Number 50 is alive: OpenBSD 6.9 runs (a little) on Apple’s M1 processor


After OpenBSD 6.8 celebrated its 25th birthday in November last year, we can congratulate the recently released OpenBSD 6.9 on its fiftieth edition. The BSD (Berkeley Software Distribution) operating system, designed for maximum security, is available free of charge. It serves as a development platform for many new security functions that other operating systems often take over.

OpenBSD is under the really free ISC and BSD license, the project does not accept new code under the GPL license, which is restrictive by comparison. With his commit “Log Message: 6.9-beta” on February 6th, OpenBSD founder Theo de Raadt won the Working on the OpenBSD 6.9 release officially launched.

The long and detailed list of new features and improvements in OpenBSD 6.9 applies to all 13 hardware platforms, which supports OpenBSD and of course the amd64 / i386 as well. A lot of work has gone into the platforms powerpc64 (PowerNV machines with IBM POWER9 CPUs) and arm64 (64-bit ARM). Support for POWER9 systems (more precisely: Power-ISA v3.0) was incorporated into OpenBSD 6.8 just six months ago. Dale Rahn added the riscv64 platform with an initial commit (64-bit RISC-V) with experimental status added.

Specifically, powerpc64 received the astfb (4) driver for frame buffers based on the Aspeed BMC, which can be found on many POWER8 and POWER9 systems. There is now also an SMP kernel ( on the installation images, and this ramdisk kernel can now also be started over the network. OpenBSD 6.9 finally uses the power-saving mechanisms of POWER9 and supports remote maintenance on PowerNV computers with ipmi (4).

There are many small improvements and above all drivers for arm64 and thus also for example Rockchip RK3328 / 3399 systems or the Raspberry Pi 3/4. Attention: The onboard network card does not work on the Pi 3 model B + in particular. The focus on security is made clear in a cryptox (4) driver that can use any existing encryption hardware on ARMv8 or newer. The MMU on ARM systems is also used by smmu (4), for example to detect incorrectly configured or suspiciously behaving I / O devices. For the Raspberry Pi there is finally a driver for the µSD card slot in ACPI mode with sdhc (4).

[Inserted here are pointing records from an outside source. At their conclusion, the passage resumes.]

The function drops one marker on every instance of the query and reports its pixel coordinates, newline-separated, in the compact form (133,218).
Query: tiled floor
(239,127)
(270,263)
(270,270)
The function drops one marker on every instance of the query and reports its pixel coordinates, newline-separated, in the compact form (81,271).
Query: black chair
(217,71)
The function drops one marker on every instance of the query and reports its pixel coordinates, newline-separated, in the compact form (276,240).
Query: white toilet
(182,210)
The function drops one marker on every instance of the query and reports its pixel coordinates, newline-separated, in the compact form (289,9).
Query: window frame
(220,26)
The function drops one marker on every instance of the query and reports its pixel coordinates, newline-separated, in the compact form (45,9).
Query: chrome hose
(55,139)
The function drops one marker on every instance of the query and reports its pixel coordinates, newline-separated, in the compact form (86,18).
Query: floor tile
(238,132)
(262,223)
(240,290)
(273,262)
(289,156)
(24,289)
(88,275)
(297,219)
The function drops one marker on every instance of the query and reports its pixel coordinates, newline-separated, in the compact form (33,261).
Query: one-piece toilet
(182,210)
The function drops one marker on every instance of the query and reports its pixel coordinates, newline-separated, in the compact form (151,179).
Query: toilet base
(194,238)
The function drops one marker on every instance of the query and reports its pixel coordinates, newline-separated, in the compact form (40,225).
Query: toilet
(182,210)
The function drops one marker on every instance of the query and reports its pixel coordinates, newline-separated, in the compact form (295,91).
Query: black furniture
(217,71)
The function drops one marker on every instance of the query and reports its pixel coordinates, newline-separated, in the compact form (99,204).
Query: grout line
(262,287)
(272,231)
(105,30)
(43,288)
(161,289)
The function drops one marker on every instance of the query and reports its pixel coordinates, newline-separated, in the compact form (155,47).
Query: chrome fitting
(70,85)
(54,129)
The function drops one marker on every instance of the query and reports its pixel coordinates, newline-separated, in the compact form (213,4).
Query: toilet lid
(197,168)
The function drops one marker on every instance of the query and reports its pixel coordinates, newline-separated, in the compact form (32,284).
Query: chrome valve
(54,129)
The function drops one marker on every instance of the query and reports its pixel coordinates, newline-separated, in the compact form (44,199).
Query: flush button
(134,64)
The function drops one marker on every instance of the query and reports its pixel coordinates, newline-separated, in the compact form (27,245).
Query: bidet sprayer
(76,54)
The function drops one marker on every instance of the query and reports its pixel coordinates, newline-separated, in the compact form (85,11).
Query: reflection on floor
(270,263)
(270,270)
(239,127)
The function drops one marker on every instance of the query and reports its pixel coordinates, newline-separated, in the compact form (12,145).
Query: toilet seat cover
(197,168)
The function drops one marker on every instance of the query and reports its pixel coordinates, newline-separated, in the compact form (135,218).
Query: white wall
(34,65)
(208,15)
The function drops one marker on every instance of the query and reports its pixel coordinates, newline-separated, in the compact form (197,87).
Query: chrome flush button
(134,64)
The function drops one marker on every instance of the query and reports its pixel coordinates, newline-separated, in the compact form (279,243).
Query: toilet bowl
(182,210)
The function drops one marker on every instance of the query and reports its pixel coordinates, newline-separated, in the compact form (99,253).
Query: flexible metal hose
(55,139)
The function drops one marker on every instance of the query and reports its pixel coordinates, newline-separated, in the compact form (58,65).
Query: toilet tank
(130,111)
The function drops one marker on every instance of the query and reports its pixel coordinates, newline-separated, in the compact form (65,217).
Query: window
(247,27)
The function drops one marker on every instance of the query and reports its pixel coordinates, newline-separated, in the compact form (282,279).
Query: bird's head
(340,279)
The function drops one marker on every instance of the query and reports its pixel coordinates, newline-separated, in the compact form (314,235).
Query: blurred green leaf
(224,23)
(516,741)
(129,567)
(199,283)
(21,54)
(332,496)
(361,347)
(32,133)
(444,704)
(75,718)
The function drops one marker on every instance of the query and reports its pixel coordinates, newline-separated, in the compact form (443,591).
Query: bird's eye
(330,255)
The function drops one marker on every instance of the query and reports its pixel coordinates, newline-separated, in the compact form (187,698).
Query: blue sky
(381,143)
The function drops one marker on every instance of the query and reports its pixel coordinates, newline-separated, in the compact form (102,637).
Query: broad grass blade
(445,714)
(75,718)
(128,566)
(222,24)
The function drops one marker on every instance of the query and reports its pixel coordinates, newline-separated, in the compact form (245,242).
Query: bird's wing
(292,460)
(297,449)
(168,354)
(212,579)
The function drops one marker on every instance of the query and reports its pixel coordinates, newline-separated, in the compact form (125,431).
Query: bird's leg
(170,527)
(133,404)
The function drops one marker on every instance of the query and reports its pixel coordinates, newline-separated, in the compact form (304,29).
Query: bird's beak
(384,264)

What is little known is that in some cases OpenBSD is very quick to adapt to new hardware. The porting to Apple’s new ARM-M1-SoCs is making great strides. Apple M1 Icestorm and Firestorm are recognized, there is support for the BCM4378 (Broadcom and Cypress IEEE 802.11a / ac / b / g / n wireless network device), UART, watchdog, interrupt controller, PCIe bridge and the IOMMU. This means that OpenBSD does not yet run on the new Apple machines, but that should be the case with the upcoming OpenBSD 7.0 in the fall.

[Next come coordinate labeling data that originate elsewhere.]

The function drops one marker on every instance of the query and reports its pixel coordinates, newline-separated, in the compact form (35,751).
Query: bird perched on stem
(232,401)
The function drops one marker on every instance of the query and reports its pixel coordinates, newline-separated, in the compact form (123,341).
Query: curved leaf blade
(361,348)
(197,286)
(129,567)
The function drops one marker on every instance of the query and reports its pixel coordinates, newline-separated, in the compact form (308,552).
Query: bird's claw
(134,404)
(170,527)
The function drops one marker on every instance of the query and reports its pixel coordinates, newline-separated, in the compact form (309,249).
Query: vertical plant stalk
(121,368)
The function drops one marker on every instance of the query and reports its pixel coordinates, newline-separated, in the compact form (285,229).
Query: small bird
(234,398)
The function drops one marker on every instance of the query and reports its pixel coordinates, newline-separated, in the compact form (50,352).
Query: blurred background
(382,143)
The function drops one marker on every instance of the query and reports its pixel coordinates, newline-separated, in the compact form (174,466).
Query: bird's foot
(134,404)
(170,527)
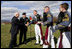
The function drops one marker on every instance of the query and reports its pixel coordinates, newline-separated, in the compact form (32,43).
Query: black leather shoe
(36,44)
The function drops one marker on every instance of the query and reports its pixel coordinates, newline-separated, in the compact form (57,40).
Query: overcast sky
(8,8)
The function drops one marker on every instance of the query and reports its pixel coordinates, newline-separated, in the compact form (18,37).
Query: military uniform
(38,29)
(23,28)
(14,31)
(64,20)
(48,21)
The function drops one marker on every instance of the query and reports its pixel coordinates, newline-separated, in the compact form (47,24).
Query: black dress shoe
(41,44)
(20,43)
(36,44)
(15,45)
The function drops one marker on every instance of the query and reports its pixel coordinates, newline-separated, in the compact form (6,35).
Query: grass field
(5,37)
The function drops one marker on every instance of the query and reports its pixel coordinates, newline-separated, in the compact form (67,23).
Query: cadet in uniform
(64,19)
(14,30)
(23,28)
(38,28)
(48,21)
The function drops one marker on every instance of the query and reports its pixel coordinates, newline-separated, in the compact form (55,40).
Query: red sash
(41,32)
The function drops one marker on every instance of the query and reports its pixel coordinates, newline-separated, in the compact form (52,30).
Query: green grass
(5,37)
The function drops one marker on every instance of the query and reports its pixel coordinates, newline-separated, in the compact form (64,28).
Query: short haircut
(65,5)
(46,7)
(35,10)
(24,13)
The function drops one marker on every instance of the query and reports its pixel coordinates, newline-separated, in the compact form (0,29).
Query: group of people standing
(63,24)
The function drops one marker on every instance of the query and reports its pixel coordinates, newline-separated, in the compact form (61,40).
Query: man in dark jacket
(14,30)
(23,28)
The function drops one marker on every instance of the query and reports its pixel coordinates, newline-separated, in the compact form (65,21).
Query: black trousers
(13,40)
(22,33)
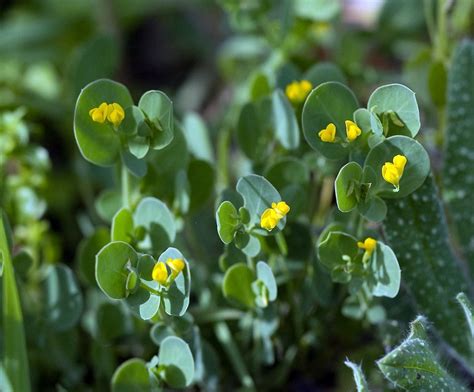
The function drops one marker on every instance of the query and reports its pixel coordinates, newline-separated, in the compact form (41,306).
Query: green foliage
(359,377)
(177,362)
(330,102)
(62,300)
(396,105)
(14,358)
(99,143)
(357,247)
(416,169)
(415,228)
(347,187)
(287,131)
(459,146)
(414,366)
(131,375)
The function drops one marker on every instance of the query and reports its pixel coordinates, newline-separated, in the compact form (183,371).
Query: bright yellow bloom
(352,130)
(392,172)
(176,265)
(328,134)
(115,114)
(298,91)
(368,245)
(281,208)
(99,114)
(160,273)
(271,216)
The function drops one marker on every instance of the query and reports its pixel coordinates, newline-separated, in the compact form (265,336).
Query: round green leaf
(132,375)
(176,298)
(330,102)
(201,177)
(145,304)
(227,221)
(160,332)
(336,250)
(385,272)
(111,268)
(265,274)
(88,248)
(324,72)
(286,171)
(197,137)
(99,143)
(108,203)
(247,243)
(62,298)
(237,285)
(156,218)
(398,99)
(416,169)
(373,209)
(145,266)
(177,360)
(122,226)
(347,186)
(158,110)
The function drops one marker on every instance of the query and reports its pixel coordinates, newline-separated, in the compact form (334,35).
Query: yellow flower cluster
(271,216)
(328,134)
(160,270)
(111,112)
(368,245)
(392,171)
(298,91)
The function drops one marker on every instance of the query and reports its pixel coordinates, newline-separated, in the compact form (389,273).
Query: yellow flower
(392,172)
(160,273)
(115,114)
(298,91)
(176,265)
(269,219)
(271,216)
(352,130)
(368,245)
(281,208)
(99,114)
(328,135)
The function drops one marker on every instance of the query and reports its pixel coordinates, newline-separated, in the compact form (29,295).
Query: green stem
(223,147)
(125,182)
(228,344)
(281,242)
(15,359)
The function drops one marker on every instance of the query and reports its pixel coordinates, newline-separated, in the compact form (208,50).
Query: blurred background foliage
(209,56)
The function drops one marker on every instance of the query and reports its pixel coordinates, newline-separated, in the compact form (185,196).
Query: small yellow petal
(328,135)
(391,174)
(352,130)
(160,273)
(176,265)
(115,113)
(269,219)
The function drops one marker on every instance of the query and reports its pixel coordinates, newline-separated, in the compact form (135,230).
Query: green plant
(317,205)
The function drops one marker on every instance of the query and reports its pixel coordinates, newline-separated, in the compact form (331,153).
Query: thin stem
(223,147)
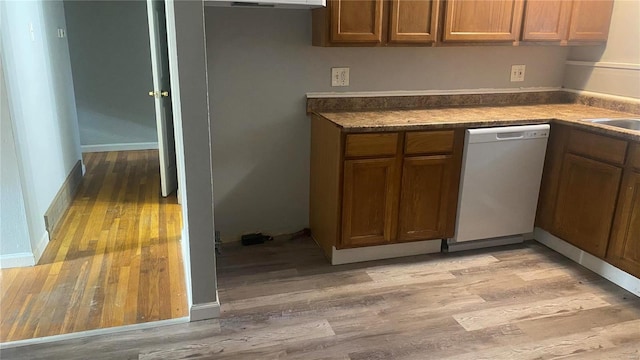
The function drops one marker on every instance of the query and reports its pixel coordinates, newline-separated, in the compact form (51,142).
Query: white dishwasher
(499,185)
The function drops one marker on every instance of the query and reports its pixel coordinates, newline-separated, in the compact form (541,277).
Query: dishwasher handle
(514,135)
(506,133)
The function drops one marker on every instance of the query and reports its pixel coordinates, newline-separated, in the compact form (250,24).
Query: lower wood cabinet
(424,197)
(369,201)
(624,247)
(382,187)
(590,195)
(586,202)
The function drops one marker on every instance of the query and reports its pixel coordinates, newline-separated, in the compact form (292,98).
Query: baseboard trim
(88,333)
(16,260)
(63,198)
(320,95)
(369,253)
(206,311)
(40,247)
(599,266)
(484,243)
(119,147)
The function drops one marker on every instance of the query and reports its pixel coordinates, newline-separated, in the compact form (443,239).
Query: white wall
(261,64)
(15,247)
(111,62)
(613,68)
(42,105)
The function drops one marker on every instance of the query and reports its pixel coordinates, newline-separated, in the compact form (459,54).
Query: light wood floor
(115,260)
(282,300)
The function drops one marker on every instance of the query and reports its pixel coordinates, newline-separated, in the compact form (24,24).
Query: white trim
(484,243)
(604,96)
(348,256)
(40,247)
(206,311)
(604,64)
(174,76)
(320,95)
(103,331)
(17,260)
(119,147)
(186,261)
(599,266)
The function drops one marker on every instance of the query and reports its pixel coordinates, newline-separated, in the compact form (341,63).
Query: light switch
(339,76)
(517,73)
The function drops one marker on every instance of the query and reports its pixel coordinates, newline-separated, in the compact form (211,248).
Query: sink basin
(631,124)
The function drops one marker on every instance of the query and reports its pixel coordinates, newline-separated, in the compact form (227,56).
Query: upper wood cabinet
(546,20)
(375,22)
(590,20)
(413,21)
(356,21)
(482,20)
(564,20)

Since OpenBSD is not exactly the platform of choice for massive cloud servers, there have not yet been any massive efforts to make the network stack completely multithreaded. Companies like Genua, manufacturers of high-security firewalls like Genugate, have been promoting and supporting this for a long time. OpenBSD 6.9 brings some improvements to SMP operation, including some that network applications can benefit from.

David Gwynne is even working on a completely rewritten replacement for the bridge (4) driver, the Virtual Ethernet Bridge veb(4). Veb (4) increases the security of the system through a logical separation from the host network stack and, according to the developer, should already be “a lot” faster than bridge (4) and above all designed for parallel operation on several CPU cores .

With RAID1C (C for crypto) OpenBSD 6.9 can encrypt a software RAID securely and seamlessly via softraid (4). The softraid (4) driver provides a virtual host bus adapter (HDA) under which RAID and other I / O services run. The modern OpenBSD hypervisor VMM / VMD received additional security functions and has been cleaned up. Vmd (4) can use the new veb (4) bridge and can now start virtual machines directly from compressed RAM disks.